I may appeal to experience, during the present contest, for a verification of these conjectures.  But, if they be not certain in event, are they not possible, are they not probable? Is it not safer to wait with patience 27 years and three months longer, for the attainment of any degree of population desired, or expected?  May not our government be more homogeneous, more peaceable, more durable?  Suppose 20 millions of republican Americans thrown all of a sudden into France, what would be the condition of that kingdom?  If it would be more turbulent, less happy, less strong, we may believe that the addition of half a million of foreigners to our present numbers would produce a similar effect here.  If they come of themselves, they are entitled to all the rights of citizenship: but I doubt the expediency of inviting them by extraordinary encouragements.

Let’s contextualize first. It is 1781; America has just won its independence, and American moneyed elites are eager to import as many foreigners as possible to swell the population and increase economic output (wait… this sounds familiar.) Preceding this, Jefferson has discussed how Virginia’s population has doubled itself once every 27 years or so; and this has indeed had very salubrious effects on Virginian economy and society. The problem is not with population growth, but the mode of growth. This is a purely practical concern.

What Jefferson says about government is of far greater interest, however. He opens his digression with a typical statement of Enlightenment universalism, namely that all government derives from consent of the governed.  Then, however, he takes what is a typical Southern articulation of human governance: not only that there are multiple species of government, but that these species of government have a clear and explicit tie to the discrete population from which they arise. America has a distinctly and explicitly American government, which does not apply to other discrete population groups; it is for this reason that Jefferson spoke in his inaugural address that he would honor fellow Virginian Washington’s call to avoid “entangling alliances”, and fellow Virginian Monroe’s formal condemnation of Imperialism as a doctrine of foreign policy, decidedly rejecting Alexander Hamilton’s assertion in his Camillus essays that “we are the embryo of a great empire.” More than this, though, it also asserts that nations produce governments, and not the other way around.

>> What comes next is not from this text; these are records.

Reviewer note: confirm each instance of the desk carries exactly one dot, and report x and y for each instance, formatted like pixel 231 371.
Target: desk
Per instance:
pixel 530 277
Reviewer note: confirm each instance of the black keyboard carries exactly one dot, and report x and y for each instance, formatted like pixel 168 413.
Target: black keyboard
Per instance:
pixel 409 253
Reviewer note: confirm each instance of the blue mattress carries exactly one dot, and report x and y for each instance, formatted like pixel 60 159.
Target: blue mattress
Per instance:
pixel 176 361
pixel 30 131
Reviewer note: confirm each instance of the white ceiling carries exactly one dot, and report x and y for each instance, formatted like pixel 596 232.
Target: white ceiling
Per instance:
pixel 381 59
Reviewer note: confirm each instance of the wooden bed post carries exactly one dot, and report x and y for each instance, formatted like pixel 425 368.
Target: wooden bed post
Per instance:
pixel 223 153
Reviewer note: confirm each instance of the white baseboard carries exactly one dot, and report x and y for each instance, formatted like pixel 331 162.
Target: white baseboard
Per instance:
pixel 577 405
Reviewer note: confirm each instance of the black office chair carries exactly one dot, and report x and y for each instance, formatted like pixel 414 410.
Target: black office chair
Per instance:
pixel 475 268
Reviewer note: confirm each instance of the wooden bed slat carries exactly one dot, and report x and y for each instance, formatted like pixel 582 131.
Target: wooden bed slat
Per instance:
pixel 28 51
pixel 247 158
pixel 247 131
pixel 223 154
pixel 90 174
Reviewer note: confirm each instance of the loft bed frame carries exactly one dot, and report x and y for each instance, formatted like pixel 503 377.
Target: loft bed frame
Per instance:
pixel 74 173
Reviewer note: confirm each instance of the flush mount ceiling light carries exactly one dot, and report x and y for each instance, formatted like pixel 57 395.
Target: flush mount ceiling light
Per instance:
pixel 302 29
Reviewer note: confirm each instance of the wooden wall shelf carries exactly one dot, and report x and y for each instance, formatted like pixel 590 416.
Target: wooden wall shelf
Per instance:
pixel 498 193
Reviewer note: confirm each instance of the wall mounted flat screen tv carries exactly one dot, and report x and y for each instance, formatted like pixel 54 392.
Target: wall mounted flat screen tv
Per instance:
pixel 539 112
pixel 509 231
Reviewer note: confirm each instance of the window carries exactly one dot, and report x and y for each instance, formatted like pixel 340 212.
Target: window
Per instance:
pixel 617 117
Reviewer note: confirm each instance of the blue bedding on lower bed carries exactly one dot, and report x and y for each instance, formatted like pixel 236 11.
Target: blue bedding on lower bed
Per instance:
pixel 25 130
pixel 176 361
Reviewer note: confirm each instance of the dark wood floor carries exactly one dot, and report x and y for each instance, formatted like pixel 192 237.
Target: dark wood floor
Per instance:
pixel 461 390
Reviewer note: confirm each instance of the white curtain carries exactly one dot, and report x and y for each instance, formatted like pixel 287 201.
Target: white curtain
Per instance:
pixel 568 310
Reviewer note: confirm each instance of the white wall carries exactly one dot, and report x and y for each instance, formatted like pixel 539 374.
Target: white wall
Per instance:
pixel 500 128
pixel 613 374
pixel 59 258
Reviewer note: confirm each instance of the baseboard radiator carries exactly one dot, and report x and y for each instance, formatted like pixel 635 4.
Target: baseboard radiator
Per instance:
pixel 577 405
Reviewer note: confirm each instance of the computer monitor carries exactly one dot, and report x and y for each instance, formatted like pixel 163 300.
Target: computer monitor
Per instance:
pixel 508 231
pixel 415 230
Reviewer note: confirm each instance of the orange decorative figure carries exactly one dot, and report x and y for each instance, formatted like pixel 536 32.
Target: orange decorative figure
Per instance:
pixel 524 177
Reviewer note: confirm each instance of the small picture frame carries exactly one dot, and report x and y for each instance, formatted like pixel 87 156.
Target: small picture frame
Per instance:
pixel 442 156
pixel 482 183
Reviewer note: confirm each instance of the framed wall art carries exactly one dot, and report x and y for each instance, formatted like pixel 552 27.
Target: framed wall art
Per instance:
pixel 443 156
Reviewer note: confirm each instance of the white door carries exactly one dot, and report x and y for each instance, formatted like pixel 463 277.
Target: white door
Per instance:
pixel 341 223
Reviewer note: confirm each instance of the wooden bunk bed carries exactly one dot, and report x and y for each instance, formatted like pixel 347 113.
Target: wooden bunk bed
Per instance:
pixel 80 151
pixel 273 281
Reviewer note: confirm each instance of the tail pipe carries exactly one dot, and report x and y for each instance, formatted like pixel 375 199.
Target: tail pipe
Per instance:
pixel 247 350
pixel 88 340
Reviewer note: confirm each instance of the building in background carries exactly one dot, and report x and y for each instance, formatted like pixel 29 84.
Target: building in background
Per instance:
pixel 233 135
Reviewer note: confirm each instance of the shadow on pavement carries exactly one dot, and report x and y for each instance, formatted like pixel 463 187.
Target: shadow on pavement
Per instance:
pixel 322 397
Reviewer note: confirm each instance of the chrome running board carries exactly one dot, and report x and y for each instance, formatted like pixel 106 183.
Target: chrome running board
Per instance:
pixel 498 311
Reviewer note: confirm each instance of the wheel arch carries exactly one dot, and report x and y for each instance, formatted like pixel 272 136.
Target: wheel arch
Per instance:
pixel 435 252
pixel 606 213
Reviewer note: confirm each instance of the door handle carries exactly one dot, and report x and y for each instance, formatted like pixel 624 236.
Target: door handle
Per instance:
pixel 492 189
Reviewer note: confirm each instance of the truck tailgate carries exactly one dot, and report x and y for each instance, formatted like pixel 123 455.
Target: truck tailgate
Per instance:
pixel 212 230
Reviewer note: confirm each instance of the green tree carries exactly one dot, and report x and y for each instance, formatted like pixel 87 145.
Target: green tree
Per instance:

What nation produced the American government, this unique entity in the world? The English nation – the Anglo-Saxon people upheld as the racial basis for the whole of the South by every vocal defender of the South from Calhoun to Davis right up to Governor Wallace and Sam Dickson. What happens if this people is displaced? What is the result of importing en masse a foreign horde from a part of the world in which despotism is the only experienced reality they have? Precisely what history has demonstrated, precisely the result Jefferson predicts: a nation that has been warped, rendered into a “heterogeneous, incoherent, distracted mass”.

This is what we must escape: the result of Jefferson’s advice for Virginia being ignored, and our people thereby suffering under a regime of immigration reform, which provided precisely those “extraordinary encouragements” which have flooded our nation with masses of peoples from lands more despotic and more foreign to the spirit of our Anglo-Celtic folk than Jefferson might ever have found in his most febrile nightmares. If even a man as moderate—indeed, as liberally-minded—as Jefferson could see this most basic truth of demographic change and exchange, how utterly foreign to the spirit of our people is the support for mass unmonitored immigration, state-sponsored refugee resettlement, and indeed the entire (((narrative))) of the “melting-pot”.

  1. Great piece Lpantera. I always enjoy pieces that connect us to our past, and tap its great men for wisdom. I have read “Notes on the State of Virginia”, and it is indeed a valuable work.
    The Jefferson quote that you used: “They will bring with them the principles of the governments they leave, imbibed in their early youth; or, if able to throw them off, it will be in exchange for an unbounded licentiousness, passing, as is usual, from one extreme to another. ” That is a brilliant observation, and it applies to our present time. That could serve as the basis of a future piece.